27 February 2010
 
Dillonvale


(The Wheeling, WVA, Suspension Bridge, Completed in 1849)

It is blowing like crazy out there. We are 1/16th of an inch south of the monster storm that is dumping a foot on new York City. South of the snow, anyway, but we are collecting the wild swirl of the circumference of the storm. Gusts to 60 miles and hour, traffic lights down, and of course we are supposed to be at Bolling Air Force Base with a long walk this morning.
 
The wind sounds like it is scouring the pink brick outside. The upper Midwest got pummeled, too. Lot of snow dumped on poor old Detroit, and all along the Buckeye state south of the lake. Pennsylvania’s mountains are getting fifteen inches, according to Terrible Ted, who is trapped in his home trying to mend a broken leg.
 
He has plenty of time to talk on the phone, which is how I got the weather report from Pittsburgh, and how I got onto Google Earth to look at a little town just west of there.
 
I have gone most of my life without a single thought about Dillonvale, Ohio.
 
I drove through the area one time with my sons, since we had stopped at the National Football League Hall of Fame in Canton. We took the Blue Highways east, rather than head back north to the turnpike.

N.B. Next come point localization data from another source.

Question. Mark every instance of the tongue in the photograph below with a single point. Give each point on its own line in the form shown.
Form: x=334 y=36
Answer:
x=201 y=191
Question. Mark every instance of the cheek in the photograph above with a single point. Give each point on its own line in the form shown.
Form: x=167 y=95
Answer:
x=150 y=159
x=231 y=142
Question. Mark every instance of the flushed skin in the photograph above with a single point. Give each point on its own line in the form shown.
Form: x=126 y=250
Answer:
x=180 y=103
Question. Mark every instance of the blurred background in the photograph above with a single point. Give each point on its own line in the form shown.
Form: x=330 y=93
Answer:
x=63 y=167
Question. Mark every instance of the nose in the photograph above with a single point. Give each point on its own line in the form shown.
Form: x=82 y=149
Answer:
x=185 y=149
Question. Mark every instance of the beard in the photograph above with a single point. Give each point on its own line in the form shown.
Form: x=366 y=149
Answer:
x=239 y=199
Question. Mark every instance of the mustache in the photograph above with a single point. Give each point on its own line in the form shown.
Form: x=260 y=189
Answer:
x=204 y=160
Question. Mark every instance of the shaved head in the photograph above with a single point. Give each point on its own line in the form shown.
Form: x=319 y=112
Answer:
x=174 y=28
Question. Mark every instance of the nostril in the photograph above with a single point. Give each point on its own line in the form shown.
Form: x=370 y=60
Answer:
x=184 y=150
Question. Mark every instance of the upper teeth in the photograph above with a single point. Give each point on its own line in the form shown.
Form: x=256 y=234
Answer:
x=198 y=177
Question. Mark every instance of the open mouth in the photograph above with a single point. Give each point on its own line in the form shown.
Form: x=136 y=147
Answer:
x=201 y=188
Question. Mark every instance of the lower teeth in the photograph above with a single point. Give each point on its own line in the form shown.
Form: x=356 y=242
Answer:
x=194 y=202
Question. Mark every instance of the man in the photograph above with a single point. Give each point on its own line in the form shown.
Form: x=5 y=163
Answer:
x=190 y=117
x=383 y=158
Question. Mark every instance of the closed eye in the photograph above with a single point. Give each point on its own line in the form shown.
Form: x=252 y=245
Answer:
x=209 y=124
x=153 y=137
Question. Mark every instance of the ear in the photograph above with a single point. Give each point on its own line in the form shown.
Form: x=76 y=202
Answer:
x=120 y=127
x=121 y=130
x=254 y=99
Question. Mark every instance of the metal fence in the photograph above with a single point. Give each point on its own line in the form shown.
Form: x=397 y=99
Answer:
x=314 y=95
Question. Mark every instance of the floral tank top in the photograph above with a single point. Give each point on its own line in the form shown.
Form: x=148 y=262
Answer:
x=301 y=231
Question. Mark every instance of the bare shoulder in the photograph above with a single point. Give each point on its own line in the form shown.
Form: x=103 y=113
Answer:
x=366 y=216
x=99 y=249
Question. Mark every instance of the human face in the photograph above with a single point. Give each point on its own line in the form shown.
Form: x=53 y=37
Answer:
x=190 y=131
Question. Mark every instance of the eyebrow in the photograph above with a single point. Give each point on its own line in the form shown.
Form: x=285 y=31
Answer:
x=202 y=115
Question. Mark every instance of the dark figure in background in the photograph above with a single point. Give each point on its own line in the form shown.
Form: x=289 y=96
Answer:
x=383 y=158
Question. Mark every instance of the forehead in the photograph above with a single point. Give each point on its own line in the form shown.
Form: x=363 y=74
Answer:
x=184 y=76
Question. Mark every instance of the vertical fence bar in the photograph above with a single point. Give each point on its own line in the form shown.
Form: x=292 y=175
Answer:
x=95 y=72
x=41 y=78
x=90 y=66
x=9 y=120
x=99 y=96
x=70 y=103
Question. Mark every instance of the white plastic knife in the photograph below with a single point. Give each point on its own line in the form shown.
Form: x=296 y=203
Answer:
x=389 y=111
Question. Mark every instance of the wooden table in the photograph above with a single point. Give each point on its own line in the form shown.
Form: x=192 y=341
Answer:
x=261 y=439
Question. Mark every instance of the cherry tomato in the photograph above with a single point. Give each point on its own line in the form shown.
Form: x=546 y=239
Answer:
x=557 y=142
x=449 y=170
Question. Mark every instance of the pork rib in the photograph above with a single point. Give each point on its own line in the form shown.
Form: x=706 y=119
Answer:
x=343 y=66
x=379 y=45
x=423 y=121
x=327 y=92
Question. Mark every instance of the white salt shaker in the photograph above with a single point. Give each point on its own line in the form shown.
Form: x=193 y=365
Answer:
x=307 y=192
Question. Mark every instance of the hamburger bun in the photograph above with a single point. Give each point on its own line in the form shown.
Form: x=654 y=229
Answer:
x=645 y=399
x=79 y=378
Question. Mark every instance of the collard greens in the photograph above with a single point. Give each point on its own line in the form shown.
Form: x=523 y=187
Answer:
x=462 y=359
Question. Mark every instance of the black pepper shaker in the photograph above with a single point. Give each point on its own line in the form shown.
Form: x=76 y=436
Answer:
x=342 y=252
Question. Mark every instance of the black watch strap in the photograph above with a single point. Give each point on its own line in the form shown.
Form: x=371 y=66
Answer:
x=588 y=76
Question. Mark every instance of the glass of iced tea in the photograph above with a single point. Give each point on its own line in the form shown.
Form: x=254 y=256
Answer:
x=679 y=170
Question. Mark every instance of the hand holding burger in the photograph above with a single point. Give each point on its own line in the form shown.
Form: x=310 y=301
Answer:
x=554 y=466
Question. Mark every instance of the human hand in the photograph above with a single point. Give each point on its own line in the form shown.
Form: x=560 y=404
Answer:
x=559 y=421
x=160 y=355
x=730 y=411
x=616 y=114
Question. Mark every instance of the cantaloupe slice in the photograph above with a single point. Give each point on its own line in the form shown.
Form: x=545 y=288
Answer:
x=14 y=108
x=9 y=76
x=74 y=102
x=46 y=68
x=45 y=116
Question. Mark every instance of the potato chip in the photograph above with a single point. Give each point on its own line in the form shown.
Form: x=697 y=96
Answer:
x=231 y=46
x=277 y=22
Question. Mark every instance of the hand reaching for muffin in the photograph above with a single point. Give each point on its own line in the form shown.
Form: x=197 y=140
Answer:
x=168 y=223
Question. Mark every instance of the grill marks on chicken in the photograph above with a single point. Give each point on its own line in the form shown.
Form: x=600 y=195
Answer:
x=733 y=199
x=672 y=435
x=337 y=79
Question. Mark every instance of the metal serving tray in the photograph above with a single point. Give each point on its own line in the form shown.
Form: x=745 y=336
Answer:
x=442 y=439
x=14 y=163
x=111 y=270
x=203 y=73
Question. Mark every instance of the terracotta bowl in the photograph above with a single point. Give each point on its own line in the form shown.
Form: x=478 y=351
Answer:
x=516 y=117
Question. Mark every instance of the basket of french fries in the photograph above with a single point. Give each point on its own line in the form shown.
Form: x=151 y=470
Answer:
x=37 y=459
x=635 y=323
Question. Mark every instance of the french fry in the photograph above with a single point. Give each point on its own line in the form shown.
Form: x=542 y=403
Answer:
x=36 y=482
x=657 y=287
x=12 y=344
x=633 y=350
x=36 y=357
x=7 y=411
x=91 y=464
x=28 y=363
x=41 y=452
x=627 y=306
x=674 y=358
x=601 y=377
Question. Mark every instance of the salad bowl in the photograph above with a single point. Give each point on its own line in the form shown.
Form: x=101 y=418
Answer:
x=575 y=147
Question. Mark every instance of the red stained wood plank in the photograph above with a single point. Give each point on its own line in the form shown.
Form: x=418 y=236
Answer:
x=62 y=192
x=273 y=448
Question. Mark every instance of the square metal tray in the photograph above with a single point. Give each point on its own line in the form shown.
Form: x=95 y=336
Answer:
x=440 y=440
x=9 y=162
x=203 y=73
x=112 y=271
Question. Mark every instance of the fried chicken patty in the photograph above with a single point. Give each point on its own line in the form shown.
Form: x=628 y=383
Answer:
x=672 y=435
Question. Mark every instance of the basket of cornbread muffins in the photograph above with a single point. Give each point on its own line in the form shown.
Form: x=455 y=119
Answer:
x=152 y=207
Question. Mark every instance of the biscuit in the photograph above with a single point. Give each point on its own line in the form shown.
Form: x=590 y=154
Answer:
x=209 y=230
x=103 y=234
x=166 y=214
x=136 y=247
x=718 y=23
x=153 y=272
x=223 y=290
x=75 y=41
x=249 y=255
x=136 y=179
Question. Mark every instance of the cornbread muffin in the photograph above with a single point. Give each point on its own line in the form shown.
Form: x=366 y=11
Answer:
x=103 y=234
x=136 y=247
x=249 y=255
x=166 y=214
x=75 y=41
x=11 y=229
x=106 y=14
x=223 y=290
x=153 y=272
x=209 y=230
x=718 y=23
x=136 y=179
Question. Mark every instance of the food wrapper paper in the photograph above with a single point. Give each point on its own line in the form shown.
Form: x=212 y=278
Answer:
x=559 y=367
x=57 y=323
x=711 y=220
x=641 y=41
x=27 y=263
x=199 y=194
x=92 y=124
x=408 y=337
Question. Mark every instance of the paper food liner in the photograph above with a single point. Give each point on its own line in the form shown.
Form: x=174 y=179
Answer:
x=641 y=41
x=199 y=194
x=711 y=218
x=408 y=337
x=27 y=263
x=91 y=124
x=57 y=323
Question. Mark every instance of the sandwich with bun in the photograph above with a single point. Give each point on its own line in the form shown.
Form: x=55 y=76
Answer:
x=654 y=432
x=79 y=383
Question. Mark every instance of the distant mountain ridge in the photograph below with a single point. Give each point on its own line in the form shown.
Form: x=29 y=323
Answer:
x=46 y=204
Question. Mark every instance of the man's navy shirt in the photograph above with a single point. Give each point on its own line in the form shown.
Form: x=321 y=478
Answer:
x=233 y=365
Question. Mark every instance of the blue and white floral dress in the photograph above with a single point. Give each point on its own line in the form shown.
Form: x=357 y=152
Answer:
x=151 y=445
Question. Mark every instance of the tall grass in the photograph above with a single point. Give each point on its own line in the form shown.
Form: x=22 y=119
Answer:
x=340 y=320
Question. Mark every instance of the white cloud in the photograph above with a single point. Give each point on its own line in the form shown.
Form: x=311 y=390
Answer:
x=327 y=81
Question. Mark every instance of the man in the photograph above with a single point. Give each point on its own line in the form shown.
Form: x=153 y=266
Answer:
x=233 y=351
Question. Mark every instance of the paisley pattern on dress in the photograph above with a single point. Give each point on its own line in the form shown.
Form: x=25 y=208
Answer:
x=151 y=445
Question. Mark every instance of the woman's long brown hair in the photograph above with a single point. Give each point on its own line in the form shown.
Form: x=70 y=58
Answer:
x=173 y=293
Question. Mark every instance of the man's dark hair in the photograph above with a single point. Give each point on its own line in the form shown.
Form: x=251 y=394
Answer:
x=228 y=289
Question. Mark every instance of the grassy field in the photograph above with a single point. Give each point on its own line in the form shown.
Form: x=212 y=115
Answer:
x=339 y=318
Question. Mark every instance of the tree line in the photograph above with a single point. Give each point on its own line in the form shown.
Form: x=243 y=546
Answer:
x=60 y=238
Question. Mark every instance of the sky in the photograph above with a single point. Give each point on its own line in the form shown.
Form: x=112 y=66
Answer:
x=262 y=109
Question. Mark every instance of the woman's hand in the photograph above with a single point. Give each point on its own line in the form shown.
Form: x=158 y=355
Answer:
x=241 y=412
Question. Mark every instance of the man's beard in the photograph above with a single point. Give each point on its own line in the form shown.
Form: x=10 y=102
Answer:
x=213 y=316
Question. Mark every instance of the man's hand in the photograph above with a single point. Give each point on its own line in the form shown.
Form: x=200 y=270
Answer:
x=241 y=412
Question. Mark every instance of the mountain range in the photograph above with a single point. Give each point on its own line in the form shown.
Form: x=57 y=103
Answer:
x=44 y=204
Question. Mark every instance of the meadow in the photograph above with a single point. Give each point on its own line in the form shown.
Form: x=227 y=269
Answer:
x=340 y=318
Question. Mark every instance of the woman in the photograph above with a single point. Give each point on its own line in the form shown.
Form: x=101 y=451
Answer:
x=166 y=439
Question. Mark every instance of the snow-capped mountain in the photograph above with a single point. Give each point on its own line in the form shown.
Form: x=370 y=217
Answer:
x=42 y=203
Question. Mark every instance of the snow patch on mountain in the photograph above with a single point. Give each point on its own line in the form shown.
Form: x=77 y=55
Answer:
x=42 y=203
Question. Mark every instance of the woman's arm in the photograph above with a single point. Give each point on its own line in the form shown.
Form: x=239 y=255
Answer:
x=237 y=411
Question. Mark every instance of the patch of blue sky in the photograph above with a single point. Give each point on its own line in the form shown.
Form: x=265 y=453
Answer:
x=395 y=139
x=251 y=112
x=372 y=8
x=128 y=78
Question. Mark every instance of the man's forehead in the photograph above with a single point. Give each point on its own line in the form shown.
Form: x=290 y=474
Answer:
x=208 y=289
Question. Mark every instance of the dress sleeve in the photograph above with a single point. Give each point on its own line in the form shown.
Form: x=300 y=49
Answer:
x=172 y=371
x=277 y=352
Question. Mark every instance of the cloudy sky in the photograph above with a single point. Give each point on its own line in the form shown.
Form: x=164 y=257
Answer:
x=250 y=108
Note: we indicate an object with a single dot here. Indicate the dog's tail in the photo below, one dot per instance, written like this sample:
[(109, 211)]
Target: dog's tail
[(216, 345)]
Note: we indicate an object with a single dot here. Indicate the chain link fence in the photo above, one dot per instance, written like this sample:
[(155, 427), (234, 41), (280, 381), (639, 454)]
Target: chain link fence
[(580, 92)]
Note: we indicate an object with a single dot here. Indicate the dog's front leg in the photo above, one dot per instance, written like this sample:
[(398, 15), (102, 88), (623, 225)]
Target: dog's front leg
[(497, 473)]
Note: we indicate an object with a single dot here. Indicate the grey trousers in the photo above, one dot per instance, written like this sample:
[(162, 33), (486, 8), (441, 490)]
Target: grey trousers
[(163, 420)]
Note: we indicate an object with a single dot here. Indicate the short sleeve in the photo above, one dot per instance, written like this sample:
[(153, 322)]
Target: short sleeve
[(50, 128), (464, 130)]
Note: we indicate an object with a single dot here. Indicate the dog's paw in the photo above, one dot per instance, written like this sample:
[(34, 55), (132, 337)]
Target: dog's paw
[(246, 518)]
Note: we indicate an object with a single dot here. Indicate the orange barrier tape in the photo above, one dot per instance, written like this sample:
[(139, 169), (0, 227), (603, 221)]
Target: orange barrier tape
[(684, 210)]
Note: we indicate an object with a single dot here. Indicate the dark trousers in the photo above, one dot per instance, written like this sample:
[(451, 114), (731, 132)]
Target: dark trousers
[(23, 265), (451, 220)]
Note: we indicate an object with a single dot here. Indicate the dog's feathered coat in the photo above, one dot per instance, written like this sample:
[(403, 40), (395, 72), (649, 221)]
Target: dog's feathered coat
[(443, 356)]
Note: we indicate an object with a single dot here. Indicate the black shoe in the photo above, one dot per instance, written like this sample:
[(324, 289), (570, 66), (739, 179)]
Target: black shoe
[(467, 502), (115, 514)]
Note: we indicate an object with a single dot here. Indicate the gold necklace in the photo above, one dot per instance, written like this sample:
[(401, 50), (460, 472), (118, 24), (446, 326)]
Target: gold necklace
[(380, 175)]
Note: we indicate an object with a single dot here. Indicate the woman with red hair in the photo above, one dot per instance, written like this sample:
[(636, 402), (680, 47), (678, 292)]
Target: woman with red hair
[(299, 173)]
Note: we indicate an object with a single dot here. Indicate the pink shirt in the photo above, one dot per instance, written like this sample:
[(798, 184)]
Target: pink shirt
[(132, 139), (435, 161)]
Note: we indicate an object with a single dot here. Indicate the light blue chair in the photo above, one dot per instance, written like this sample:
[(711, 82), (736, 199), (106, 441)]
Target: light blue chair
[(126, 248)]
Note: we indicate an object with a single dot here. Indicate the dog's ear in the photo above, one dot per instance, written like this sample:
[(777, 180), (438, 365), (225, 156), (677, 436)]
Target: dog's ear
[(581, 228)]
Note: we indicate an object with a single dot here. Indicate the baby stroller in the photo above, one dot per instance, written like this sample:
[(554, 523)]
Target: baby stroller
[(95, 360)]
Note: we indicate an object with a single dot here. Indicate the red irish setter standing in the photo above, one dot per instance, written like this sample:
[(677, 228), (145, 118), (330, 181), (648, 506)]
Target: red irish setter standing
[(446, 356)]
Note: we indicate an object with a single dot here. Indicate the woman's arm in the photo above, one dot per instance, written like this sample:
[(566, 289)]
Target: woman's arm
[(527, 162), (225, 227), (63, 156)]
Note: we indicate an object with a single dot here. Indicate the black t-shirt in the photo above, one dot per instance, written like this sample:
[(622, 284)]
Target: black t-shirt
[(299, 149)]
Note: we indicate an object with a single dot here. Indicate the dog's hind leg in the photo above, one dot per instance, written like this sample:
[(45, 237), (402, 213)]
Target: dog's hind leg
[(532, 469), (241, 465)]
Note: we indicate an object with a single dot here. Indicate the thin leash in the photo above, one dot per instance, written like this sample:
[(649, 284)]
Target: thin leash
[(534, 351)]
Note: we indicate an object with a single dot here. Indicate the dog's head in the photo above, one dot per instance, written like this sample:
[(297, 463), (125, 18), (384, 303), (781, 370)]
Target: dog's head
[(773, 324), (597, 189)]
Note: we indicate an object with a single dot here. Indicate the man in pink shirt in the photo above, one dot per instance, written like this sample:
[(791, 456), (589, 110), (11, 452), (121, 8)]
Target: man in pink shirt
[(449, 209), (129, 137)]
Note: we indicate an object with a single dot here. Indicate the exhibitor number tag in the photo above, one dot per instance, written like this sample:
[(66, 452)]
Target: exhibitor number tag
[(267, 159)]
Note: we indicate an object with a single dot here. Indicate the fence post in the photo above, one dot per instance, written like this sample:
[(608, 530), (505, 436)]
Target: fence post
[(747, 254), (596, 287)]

I thought we would hook up with the freeway near Wheeling, where the old National Pike crosses the Ohio River.
 
To do so I wanted to swing by and see the grand suspension bridge that crosses the main channel of the broad brown river.
 
It did not occur to me that the bridge, longest in the world when it was completed in 1849, would have had anything to do with family lore. As far as I knew, the story was anchored down in Bellaire, and in the two cemeteries up on the hill above the crumbling little town.
 
I told my sons about the town as we drove, and the stories that I knew that went back to the Civil War.
 
Great Great Great Grandfather James enlisted in the Union Army at Steubenville, I explained, parsing the number of “greats” to accommodate their generation. That much was true, but I recently found out that I was also completely wrong.
 
For whatever reason, Mom has recently had the thoughts of her girlhood on her mind.
 
She told my sister the same stories she told me. They circled around her grandfather, the son of the Civil War veteran. That is Pop, who I have only seen in one dim and ancient copy of an old photo.
 
He was married twice, I understand, his first one having died. He later married a certain Mrs. McDermott, who everyone hated- I am not certain about who “they” were, but that is how the story went.
 
Mom firmly believed that Pop was Santa Clause, because she heard him laughing downstairs on Christmas Eve.
 
This was at his home in Dillonvale Ohio, where Mom went to school through third grade, I think, and where she suffered that awful burn she that resulted from an accident that happened while she and her sister Hazel were playing with matches.
 
She fell off the porch, which put out the fire, which was good, and the house was near the church.
 
I have not been able to track down the church or the house, though I do know now that the current population of Dillonvale, is 781, and is older and poorer than the average village in the Buckeye State. I don't think it is unusual in its bedraggled state, and more typical than a lot of the little villages left behind by the great westward expansion.
 
Grandfather Mike worked there on the railway before moving the family down to Bellaire. Mom grew pensive when she talked about Aunt Bernice Munjes, and aunt (one of five?)  who was married to the famed Pittsburgh football star Miller Munjes.
 
I have been able to find no reference to him in the Golden Age of NFL football, in the Steel City or anywhere. According to Mom he drew a lot of water back in the day, and Bernice wound up divorcing him.
 
I have a scrap of a note about Aunt Barbara (I assume this is the charming Great Aunt Barbara we met in Wheeling, with the sparkling eyes and the memory of Grandpa Mike as fresh as if he had just stepped out for a beer.) Mom says with a little wonder that they sometimes went to  visit Barbara in The Big City of Wheeling.
 
I also have the name "Eddie Schwab" written down, but have no idea who he was. I imagine I will drive up that way sometime and check it out, once this accursed winter is over.